Il rapporto tra un personaggio famoso e il pubblico che decreta la sua fame è governato da uno stringente paradosso. Infinitamente lontane, le grandi star della politica, del cinema e dell’intrattenimento in genere, si muovono su un terreno elettrico di limousine, guardie del corpo, elicotteri privati e cerimonie di stato. Ma al tempo stesso le telecamere delle interviste e gli zoom dei servizi ce li avvicinano così tanto che noi finiamo per conoscere i loro visi e i loro più piccoli gesti più intimamente di quanto conosciamo quelli dei nostri amici.
In questo spazio paradossale il nostro immaginario è libero di muoversi, e ci sorprendiamo a volte a sperimentare, come degli impresari, tutte le possibilità che queste figure cosi ingrandite sembrano offrirci.
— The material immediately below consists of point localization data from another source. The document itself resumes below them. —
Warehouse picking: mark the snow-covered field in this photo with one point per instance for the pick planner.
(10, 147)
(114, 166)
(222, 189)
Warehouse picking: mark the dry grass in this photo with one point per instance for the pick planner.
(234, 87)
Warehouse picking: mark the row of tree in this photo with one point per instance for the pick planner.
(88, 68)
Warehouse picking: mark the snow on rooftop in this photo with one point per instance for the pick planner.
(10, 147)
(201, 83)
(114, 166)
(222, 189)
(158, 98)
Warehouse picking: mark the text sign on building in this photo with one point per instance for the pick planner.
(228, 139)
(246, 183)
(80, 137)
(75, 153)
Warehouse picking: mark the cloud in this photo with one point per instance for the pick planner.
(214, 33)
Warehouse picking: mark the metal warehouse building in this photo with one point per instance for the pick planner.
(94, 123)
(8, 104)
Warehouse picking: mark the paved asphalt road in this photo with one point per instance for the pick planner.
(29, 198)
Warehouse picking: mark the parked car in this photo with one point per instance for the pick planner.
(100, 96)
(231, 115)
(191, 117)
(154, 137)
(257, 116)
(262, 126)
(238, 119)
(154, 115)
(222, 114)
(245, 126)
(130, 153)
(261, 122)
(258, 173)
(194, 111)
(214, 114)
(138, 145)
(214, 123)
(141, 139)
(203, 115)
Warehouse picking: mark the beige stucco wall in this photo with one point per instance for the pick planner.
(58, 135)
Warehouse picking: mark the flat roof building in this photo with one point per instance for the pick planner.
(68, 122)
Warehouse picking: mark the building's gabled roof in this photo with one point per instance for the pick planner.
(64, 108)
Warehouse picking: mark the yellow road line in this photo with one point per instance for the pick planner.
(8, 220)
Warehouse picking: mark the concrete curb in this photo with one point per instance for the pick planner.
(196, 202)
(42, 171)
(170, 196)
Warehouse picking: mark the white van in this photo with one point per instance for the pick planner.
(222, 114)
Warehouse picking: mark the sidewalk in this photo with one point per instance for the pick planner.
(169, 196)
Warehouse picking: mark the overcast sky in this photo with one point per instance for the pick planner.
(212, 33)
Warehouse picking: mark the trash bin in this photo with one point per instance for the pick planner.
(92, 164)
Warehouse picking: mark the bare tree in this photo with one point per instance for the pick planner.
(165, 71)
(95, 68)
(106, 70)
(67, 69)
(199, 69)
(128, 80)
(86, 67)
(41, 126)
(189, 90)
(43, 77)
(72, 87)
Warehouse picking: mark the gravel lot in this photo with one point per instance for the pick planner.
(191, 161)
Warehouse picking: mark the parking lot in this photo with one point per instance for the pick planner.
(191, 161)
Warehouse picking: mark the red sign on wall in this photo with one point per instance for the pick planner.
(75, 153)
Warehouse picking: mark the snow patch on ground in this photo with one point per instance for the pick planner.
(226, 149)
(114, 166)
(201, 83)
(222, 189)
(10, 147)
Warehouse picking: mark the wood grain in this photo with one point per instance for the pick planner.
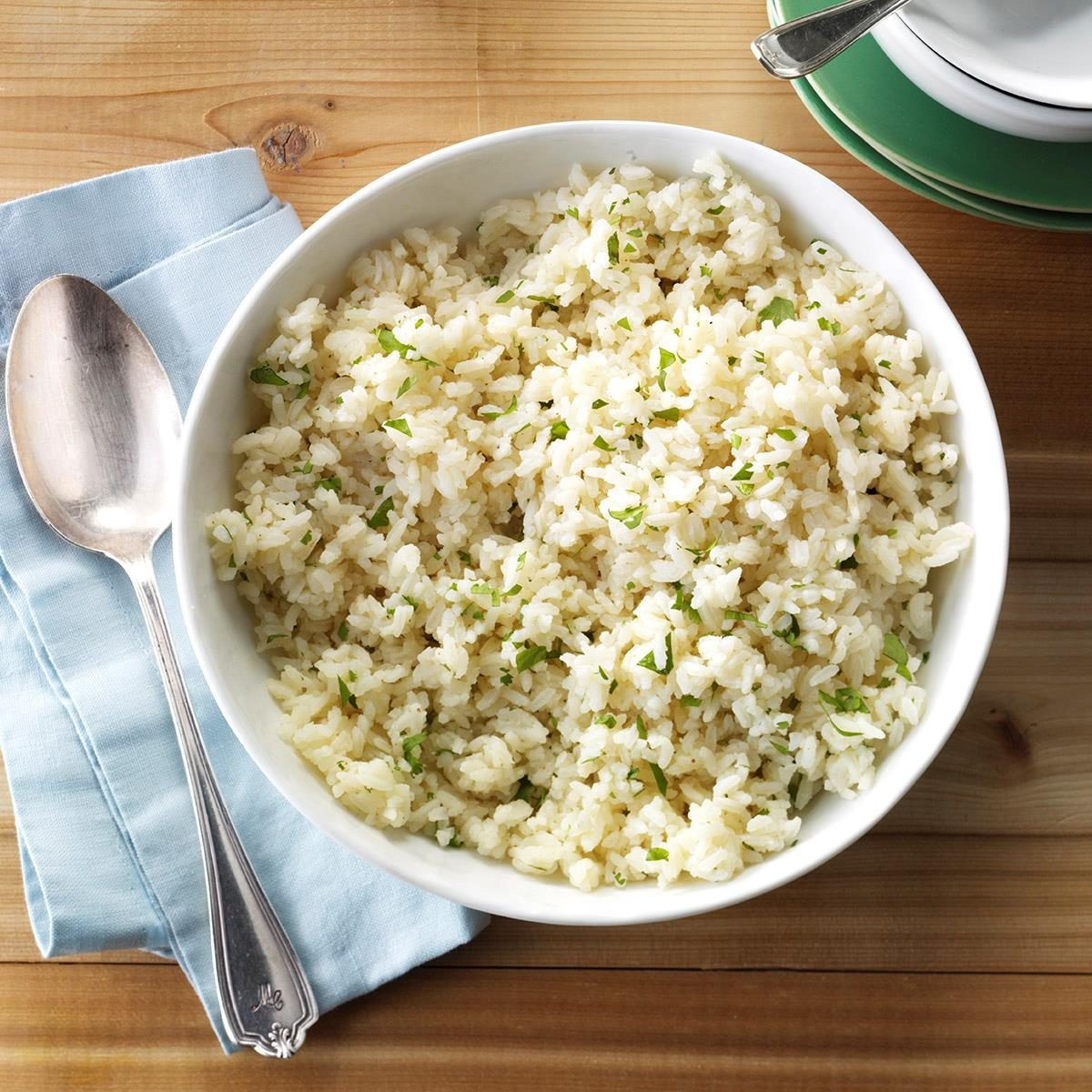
(949, 949)
(571, 1030)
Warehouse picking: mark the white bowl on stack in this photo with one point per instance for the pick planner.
(1020, 66)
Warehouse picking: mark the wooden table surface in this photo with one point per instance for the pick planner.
(949, 949)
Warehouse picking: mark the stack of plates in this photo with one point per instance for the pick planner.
(1004, 131)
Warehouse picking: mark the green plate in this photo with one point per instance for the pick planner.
(998, 211)
(871, 96)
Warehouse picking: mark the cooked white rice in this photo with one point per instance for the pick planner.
(578, 541)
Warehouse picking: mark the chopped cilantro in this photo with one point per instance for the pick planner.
(778, 310)
(650, 660)
(628, 517)
(380, 517)
(409, 746)
(661, 782)
(266, 375)
(895, 650)
(492, 415)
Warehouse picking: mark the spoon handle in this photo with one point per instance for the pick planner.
(805, 44)
(265, 996)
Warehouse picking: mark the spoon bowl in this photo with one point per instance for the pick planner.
(94, 421)
(96, 429)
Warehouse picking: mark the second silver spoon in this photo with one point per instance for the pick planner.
(800, 47)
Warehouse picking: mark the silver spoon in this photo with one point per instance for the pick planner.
(800, 47)
(96, 430)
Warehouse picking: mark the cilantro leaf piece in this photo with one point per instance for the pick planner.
(895, 650)
(661, 782)
(629, 517)
(492, 415)
(381, 516)
(778, 310)
(650, 660)
(266, 375)
(409, 746)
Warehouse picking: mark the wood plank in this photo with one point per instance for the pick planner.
(1016, 769)
(568, 1030)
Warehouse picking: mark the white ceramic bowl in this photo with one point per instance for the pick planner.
(452, 187)
(972, 98)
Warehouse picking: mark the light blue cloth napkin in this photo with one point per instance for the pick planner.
(107, 838)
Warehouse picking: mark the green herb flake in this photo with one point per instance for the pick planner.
(791, 633)
(528, 658)
(266, 375)
(390, 344)
(629, 517)
(492, 415)
(844, 700)
(348, 697)
(778, 310)
(399, 425)
(743, 616)
(895, 651)
(650, 660)
(410, 745)
(661, 782)
(381, 516)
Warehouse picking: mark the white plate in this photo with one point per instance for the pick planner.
(1038, 49)
(976, 101)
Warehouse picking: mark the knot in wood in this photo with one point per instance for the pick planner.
(288, 146)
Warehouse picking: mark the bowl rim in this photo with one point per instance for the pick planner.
(591, 909)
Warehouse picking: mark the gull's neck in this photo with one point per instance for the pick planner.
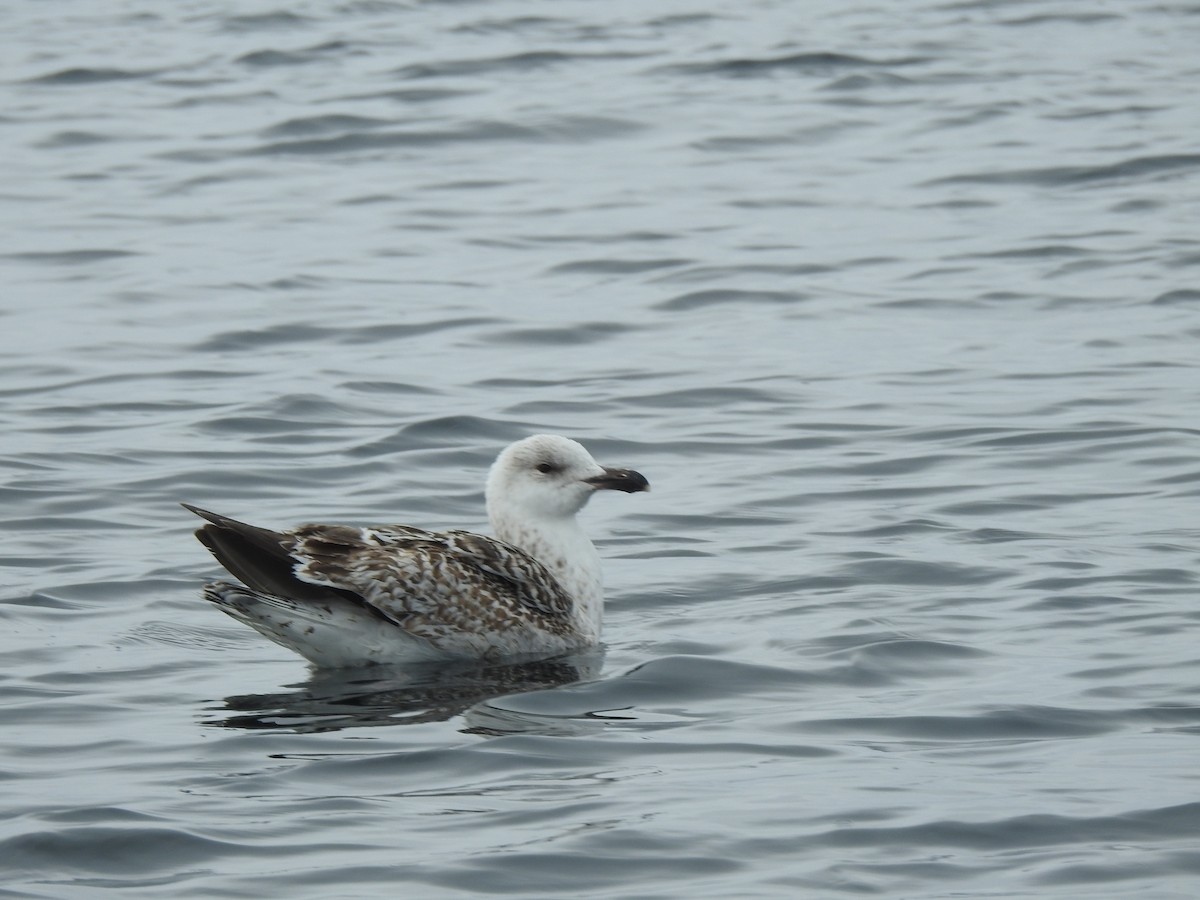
(562, 546)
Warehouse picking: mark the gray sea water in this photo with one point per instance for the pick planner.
(897, 306)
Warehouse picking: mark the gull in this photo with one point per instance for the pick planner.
(342, 595)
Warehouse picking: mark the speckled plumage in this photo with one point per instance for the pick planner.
(342, 595)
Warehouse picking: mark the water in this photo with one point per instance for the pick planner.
(897, 310)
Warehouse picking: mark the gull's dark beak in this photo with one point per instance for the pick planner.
(619, 480)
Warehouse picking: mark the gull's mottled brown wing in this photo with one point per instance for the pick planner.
(431, 583)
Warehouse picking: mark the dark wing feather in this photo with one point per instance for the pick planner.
(432, 585)
(258, 557)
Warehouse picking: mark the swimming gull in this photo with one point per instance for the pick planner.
(342, 595)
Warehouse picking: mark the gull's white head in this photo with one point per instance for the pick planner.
(550, 477)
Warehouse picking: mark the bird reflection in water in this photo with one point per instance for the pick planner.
(333, 700)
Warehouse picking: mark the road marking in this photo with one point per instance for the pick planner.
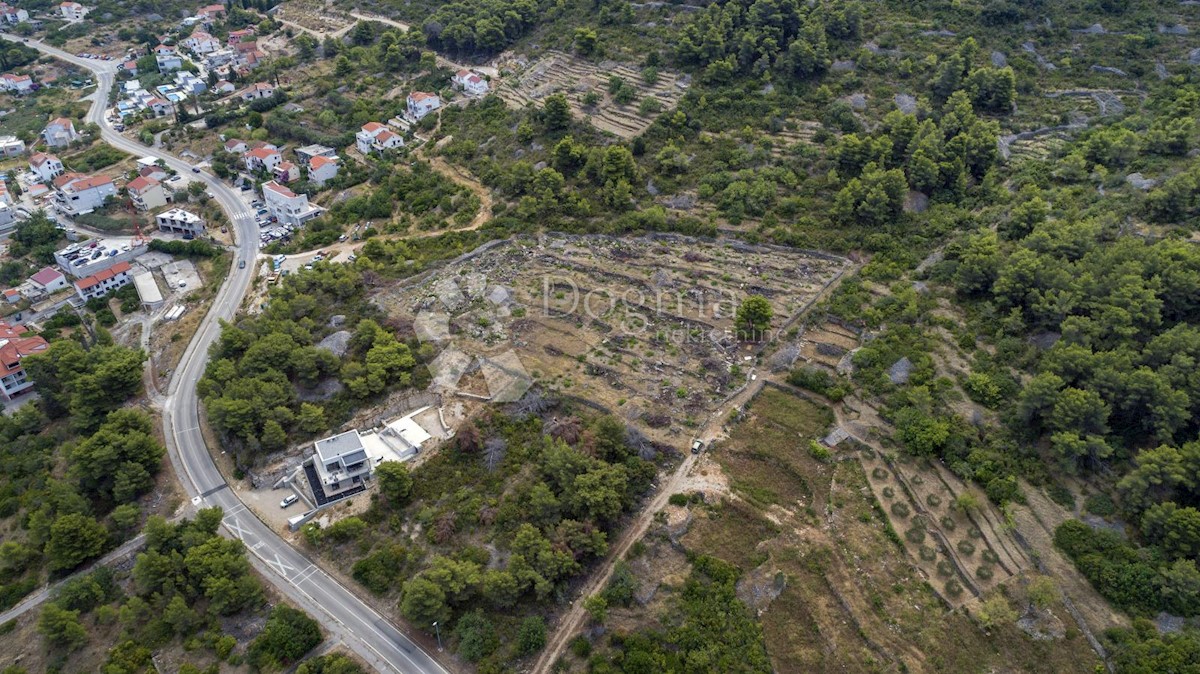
(282, 567)
(235, 528)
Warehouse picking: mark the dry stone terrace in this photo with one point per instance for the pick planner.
(641, 328)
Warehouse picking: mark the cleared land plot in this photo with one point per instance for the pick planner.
(825, 578)
(558, 72)
(642, 328)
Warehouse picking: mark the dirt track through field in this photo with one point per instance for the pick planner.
(570, 623)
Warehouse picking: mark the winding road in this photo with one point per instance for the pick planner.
(342, 614)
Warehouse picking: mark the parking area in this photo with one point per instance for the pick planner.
(181, 276)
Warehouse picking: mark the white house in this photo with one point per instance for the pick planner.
(305, 155)
(421, 103)
(376, 137)
(287, 206)
(341, 464)
(471, 83)
(167, 58)
(16, 83)
(257, 90)
(160, 107)
(201, 43)
(83, 194)
(60, 133)
(190, 84)
(286, 172)
(73, 11)
(11, 146)
(147, 193)
(322, 169)
(48, 281)
(178, 221)
(263, 158)
(46, 167)
(13, 347)
(105, 282)
(11, 14)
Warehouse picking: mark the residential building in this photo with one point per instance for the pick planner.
(147, 193)
(287, 206)
(100, 284)
(46, 167)
(190, 84)
(73, 11)
(322, 169)
(160, 107)
(375, 137)
(83, 194)
(167, 58)
(201, 43)
(421, 103)
(239, 36)
(263, 158)
(341, 463)
(15, 345)
(11, 146)
(257, 90)
(16, 83)
(178, 221)
(305, 155)
(60, 133)
(286, 172)
(155, 172)
(48, 281)
(471, 83)
(11, 14)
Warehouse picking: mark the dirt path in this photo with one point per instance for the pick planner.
(573, 619)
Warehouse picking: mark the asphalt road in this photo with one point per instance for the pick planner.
(341, 613)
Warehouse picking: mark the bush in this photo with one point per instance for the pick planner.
(287, 636)
(1101, 505)
(531, 636)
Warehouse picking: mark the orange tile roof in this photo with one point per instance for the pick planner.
(102, 276)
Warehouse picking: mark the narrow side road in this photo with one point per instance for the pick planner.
(342, 614)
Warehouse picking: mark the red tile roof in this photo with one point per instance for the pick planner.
(46, 276)
(100, 277)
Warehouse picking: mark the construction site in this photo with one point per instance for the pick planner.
(639, 328)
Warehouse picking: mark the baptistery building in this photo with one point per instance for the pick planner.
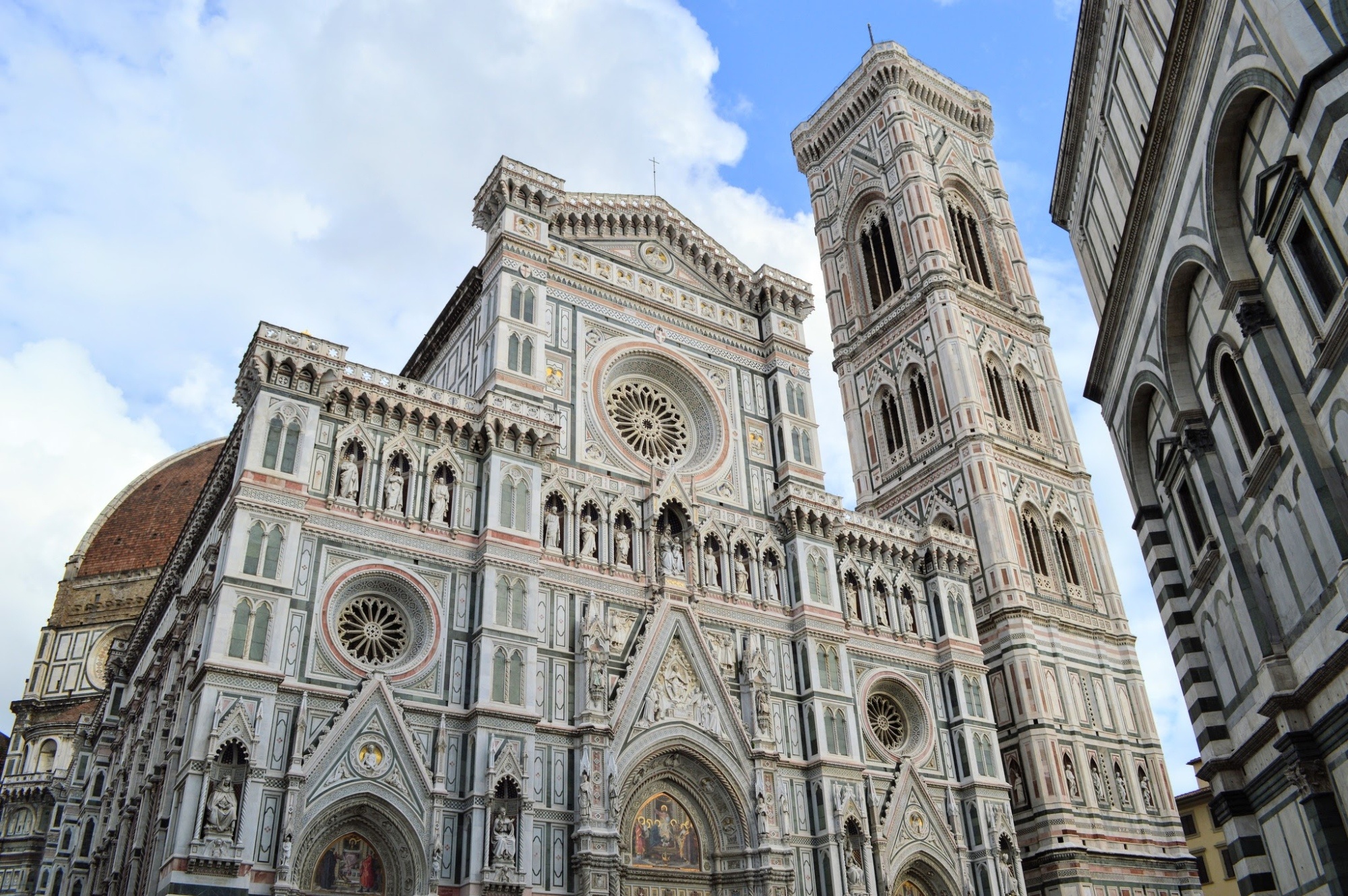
(1200, 177)
(563, 606)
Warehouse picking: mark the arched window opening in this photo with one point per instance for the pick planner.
(880, 259)
(1316, 270)
(517, 678)
(501, 670)
(890, 418)
(239, 634)
(1035, 545)
(969, 243)
(272, 558)
(288, 455)
(514, 510)
(997, 391)
(258, 643)
(1239, 404)
(921, 402)
(1194, 526)
(526, 358)
(47, 757)
(253, 552)
(87, 841)
(1025, 398)
(273, 448)
(1067, 560)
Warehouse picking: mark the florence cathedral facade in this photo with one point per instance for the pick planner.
(563, 607)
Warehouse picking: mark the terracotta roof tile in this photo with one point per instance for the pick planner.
(145, 527)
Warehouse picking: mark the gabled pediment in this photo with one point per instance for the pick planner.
(676, 686)
(369, 748)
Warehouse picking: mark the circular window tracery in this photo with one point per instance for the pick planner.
(373, 630)
(649, 422)
(886, 720)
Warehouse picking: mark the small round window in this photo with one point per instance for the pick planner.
(373, 631)
(886, 720)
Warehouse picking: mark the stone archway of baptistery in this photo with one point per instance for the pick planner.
(359, 847)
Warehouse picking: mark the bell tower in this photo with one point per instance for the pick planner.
(956, 418)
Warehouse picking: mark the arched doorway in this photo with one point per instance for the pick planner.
(361, 847)
(680, 823)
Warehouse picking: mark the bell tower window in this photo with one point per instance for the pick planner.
(880, 259)
(969, 243)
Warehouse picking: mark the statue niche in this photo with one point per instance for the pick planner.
(227, 775)
(665, 837)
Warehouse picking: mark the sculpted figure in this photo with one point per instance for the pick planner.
(348, 479)
(553, 530)
(1070, 771)
(711, 568)
(855, 875)
(503, 840)
(394, 491)
(223, 810)
(590, 546)
(440, 502)
(1098, 782)
(770, 583)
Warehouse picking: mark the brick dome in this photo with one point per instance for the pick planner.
(138, 530)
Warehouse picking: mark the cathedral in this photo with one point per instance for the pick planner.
(563, 607)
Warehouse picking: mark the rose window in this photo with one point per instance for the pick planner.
(373, 630)
(886, 720)
(649, 422)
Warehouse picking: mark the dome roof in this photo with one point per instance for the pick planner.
(138, 530)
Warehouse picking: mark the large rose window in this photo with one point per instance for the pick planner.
(373, 630)
(649, 422)
(886, 720)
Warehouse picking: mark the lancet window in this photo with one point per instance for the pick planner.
(1239, 405)
(997, 391)
(249, 635)
(890, 422)
(1025, 398)
(1035, 545)
(878, 258)
(262, 554)
(969, 243)
(276, 451)
(921, 397)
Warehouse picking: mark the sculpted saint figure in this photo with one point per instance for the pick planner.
(1070, 771)
(590, 548)
(440, 502)
(223, 810)
(711, 568)
(503, 839)
(348, 478)
(770, 583)
(394, 491)
(553, 530)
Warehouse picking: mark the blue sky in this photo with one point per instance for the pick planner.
(176, 170)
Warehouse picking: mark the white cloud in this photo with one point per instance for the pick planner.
(68, 448)
(1068, 312)
(179, 176)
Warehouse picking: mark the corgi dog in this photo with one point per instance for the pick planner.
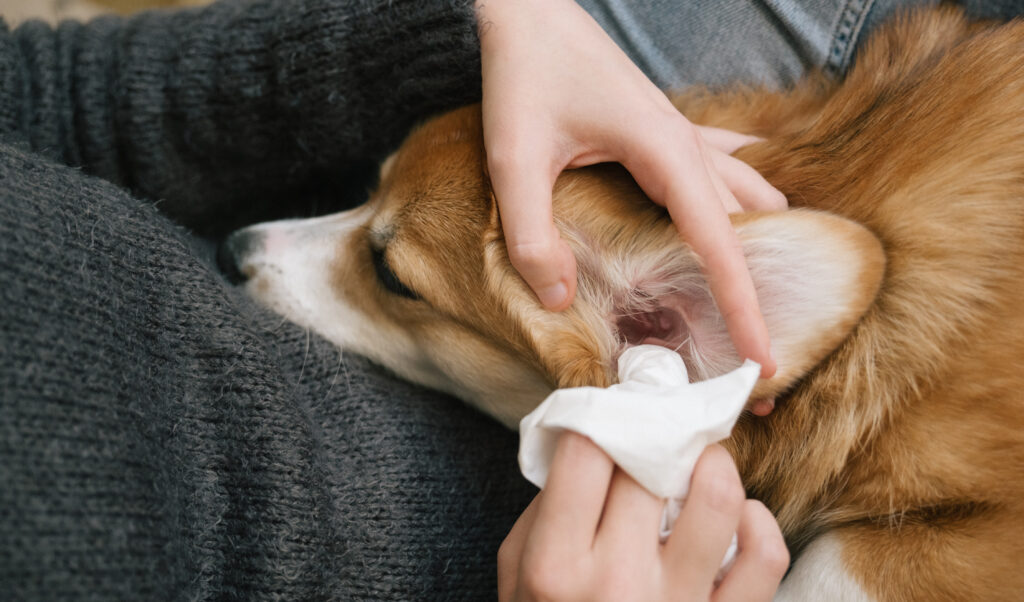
(892, 290)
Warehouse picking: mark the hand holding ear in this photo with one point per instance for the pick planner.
(558, 93)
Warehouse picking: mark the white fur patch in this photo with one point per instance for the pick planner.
(819, 575)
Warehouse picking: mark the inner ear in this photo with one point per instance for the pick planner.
(815, 274)
(653, 323)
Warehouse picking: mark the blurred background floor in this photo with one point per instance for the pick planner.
(15, 11)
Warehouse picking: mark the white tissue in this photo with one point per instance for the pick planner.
(653, 424)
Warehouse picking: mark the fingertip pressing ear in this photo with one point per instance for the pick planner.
(815, 275)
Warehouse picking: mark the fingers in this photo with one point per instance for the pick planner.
(510, 552)
(522, 189)
(573, 496)
(681, 180)
(727, 141)
(762, 561)
(752, 190)
(630, 523)
(707, 522)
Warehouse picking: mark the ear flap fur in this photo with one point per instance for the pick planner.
(815, 275)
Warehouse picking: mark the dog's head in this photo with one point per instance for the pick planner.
(419, 280)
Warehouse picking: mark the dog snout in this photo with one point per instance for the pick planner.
(232, 252)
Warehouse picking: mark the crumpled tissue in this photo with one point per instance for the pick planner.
(653, 424)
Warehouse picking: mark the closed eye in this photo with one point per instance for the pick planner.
(387, 277)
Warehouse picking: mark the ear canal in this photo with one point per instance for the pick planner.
(815, 275)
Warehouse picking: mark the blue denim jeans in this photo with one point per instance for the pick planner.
(769, 42)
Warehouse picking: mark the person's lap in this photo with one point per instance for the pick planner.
(771, 42)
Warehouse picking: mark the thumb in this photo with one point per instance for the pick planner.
(536, 249)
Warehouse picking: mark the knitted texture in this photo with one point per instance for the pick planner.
(162, 436)
(222, 111)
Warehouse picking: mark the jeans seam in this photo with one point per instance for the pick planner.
(844, 39)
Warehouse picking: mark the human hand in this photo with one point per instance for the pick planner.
(558, 93)
(593, 534)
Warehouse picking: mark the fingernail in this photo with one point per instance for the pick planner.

Come si lavava i denti Greta Garbo, come si depilava le ascelle, come si cavava da un impiccio? I dettagli più intimi della loro vita sembrano collocarsi dietro la porta di un bagno già aperta, che il nostro immaginario può spalancare quando vuole. Catturate nel riverbero del loro stesso inestinguibile fascino, esse non possono fare nulla per fermarci, e noi possiamo esplorare ogni poro della loro pelle, il minimo sguardo, fantasticare di essere i loro amanti e i loro confidenti.
Nella nostra mente possiamo assegnare loro qualunque ruolo ci piaccia, possiamo sottometterle a ogni passione, a ogni umiliazione. E quando invecchiano, possiamo rimodellare i loro lineamenti per alimentare i sogni immortali che facciamo su di loro.